31 July

Country Roads. Fighting Asphalt.

by Jon Katz
Saving Country Roads
Saving Country Roads

Big government has always made me nervous, and when I was a political writer, I saw firsthand how remote legislators love to pass bills without having a clue as to their impact. I was very drawn to some elements of conservatism until angry racist and sexist Bible-thumping fools kidnapped the movement, l hear every day about state and federal regulations choking business and doctors and farmers, the issue is always drowned out by some political baboon saying some incredibly stupid thing and drawing vast amounts of pointless media coverage. This, I suppose, passes for political dialogue. Another good reason to skip the news, unless you really want to follow Anthony Wiener’s traveling penis.

I think of the old conservatism when I think of the struggle to preserve country (unpaved) roads. The true conservatives would have grasped this issue.

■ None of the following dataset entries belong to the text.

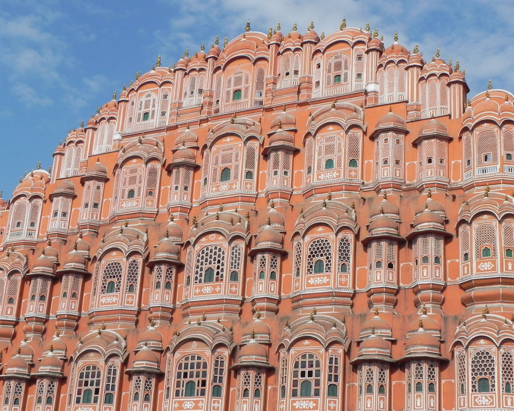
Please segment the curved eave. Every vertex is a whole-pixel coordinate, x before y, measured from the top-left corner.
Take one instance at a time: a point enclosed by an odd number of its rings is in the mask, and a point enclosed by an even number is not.
[[[416,236],[425,234],[439,234],[439,235],[442,235],[444,237],[453,236],[453,234],[449,233],[445,230],[437,229],[435,227],[427,227],[426,228],[421,228],[419,230],[414,229],[408,234],[407,234],[407,236],[406,236],[405,239],[406,240],[411,240]]]
[[[394,234],[392,233],[382,233],[381,234],[370,234],[365,238],[364,238],[361,242],[362,242],[363,245],[366,245],[372,240],[378,239],[380,238],[394,240],[394,241],[397,241],[399,242],[404,242],[405,241],[405,238],[401,235]]]
[[[270,365],[268,363],[262,362],[261,361],[241,361],[237,364],[234,364],[230,367],[230,369],[236,370],[244,367],[255,367],[261,368],[267,368],[268,369],[275,369],[274,366]]]

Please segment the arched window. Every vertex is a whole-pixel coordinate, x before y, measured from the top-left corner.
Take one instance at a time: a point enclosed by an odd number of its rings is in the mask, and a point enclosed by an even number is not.
[[[223,280],[225,264],[225,252],[223,249],[219,246],[204,247],[196,256],[195,284]],[[208,279],[211,278],[208,282]]]
[[[207,362],[201,356],[182,358],[175,373],[175,397],[204,397],[207,385]]]
[[[496,366],[494,357],[488,350],[476,351],[470,362],[471,392],[494,392]]]
[[[119,292],[121,289],[123,267],[117,261],[112,261],[104,267],[100,293]]]
[[[332,270],[332,247],[326,238],[317,238],[309,245],[307,273],[329,273]],[[319,271],[319,270],[321,271]]]
[[[315,354],[298,356],[293,364],[291,396],[319,397],[321,368],[319,358]]]
[[[323,273],[325,272],[325,264],[323,260],[316,260],[314,261],[314,273],[315,274]]]
[[[98,404],[101,376],[96,365],[86,365],[79,373],[75,404]]]
[[[222,170],[219,175],[220,181],[230,181],[230,169],[228,167],[225,167]]]

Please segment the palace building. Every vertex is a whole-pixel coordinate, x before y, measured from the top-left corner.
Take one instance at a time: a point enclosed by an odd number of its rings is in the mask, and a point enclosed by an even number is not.
[[[514,96],[377,31],[124,85],[0,199],[0,411],[514,409]]]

A slew of state and federal legislation are causing until country roads to be paved over, they are disappearing, even up here. The Department Of Homeland Security wants all roads in the country to be paved to help ambulances to reach us when Armageddon comes, and have spent billions of dollars getting local governments to do it. States want country roads paved so they can get federal dollars and turn ambulances and First Responders, around, and because big trucks can get over them, the counties and small towns want to pave country roads because it is cheaper to maintain them, and in America, there is nothing more important than doing everything in the cheapest possible way, whether or wrecks the quality of life or not. I don’t remember voting to put Homeland Security in charge of my road or spending billions of dollars to pour asphalt all over rural America. That money would have brought a lot of jobs to the country, and jobs are much more badly needed than ugly paved roads.

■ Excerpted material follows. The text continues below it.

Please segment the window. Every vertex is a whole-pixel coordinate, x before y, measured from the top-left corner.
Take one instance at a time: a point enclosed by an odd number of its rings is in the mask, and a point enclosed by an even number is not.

Although local officials claim they are cheaper to maintain than paved roadways, studies in Vermont (the only state that is curving the paving of rural roads) and other states show they are not. They are nearly twice as expensive to build and to maintain.

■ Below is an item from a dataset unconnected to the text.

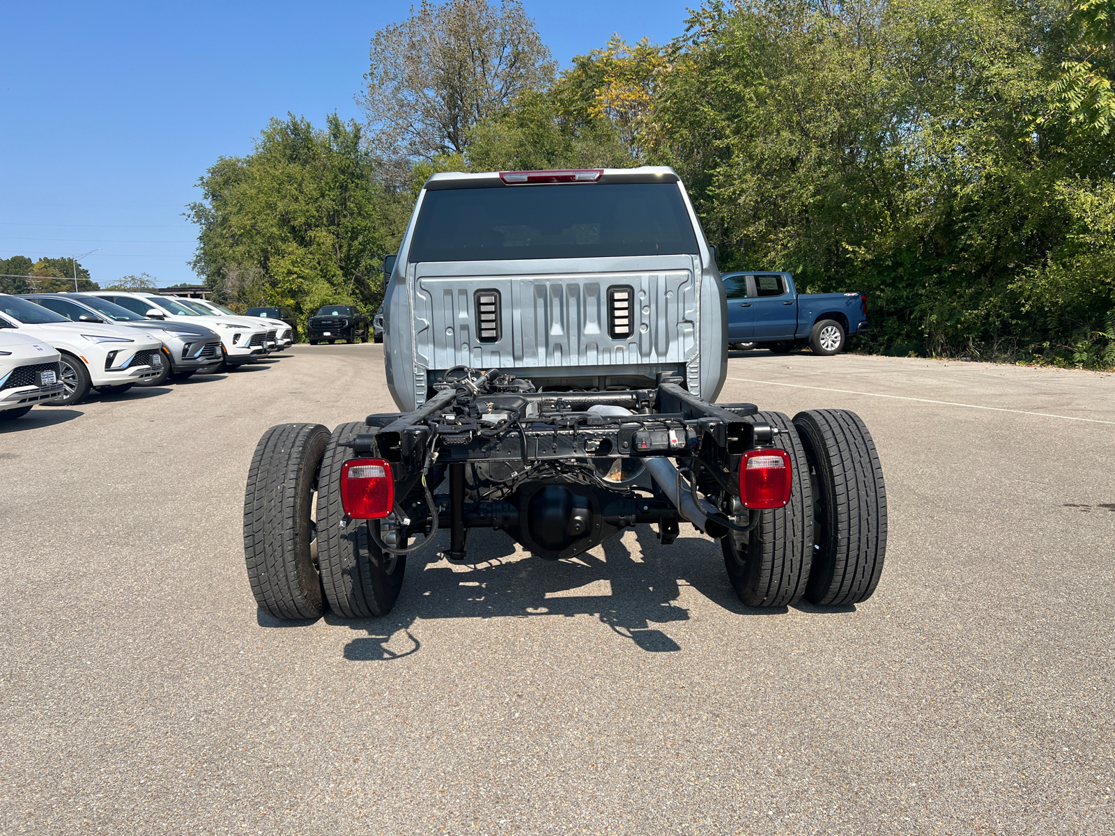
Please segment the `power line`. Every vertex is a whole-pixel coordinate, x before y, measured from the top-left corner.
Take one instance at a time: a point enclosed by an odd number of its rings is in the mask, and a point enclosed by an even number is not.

I spent some time researching county roads a few years ago, I helped stopped a town effort to pave over the road in front of Bedlam Farm. I awoke one morning to a platoon of men and trucks and an official congratulating me. “You are about to get your road paved.” I had different ideas, and tracked down a dozen studies various state and federal transportation departments had done, and we organized everyone on the road to sign petitions and we stopped it. We all went to a town meeting and suggesting this shocking thing: how about a vote? The town was incredulous. But we know one another hear, and a reluctant town board agreed to put it to a vote.   I didn’t move from New Jersey to live in New Jersey and neither did my neighbors. The vote was 3 to 1 against the paving.

Country roads are important. Study after study shows that  when roads are paved, twice as many people use them and drive twice as fast. Paved roads bring noise and pollution, they interfere with animal life and natural water drainage, they are ugly and eradicate much of the sense of peace and beauty that comes from living in the country,  they require salt and chemicals to melt ice and snow. This should be a choice, something my neighbors and I get to vote on, not a mandate from remote bureaucrats. I would love to explore these ideas of smaller and more connected government if there weren’t so many hateful blockheads talking about it, so I will stay out of politics and walk with Maria and the dogs every day on the dwindling number of country roads in my county.

They are beautiful, peace, they are part of the aesthetic beauty of rural life. They are worth preserving.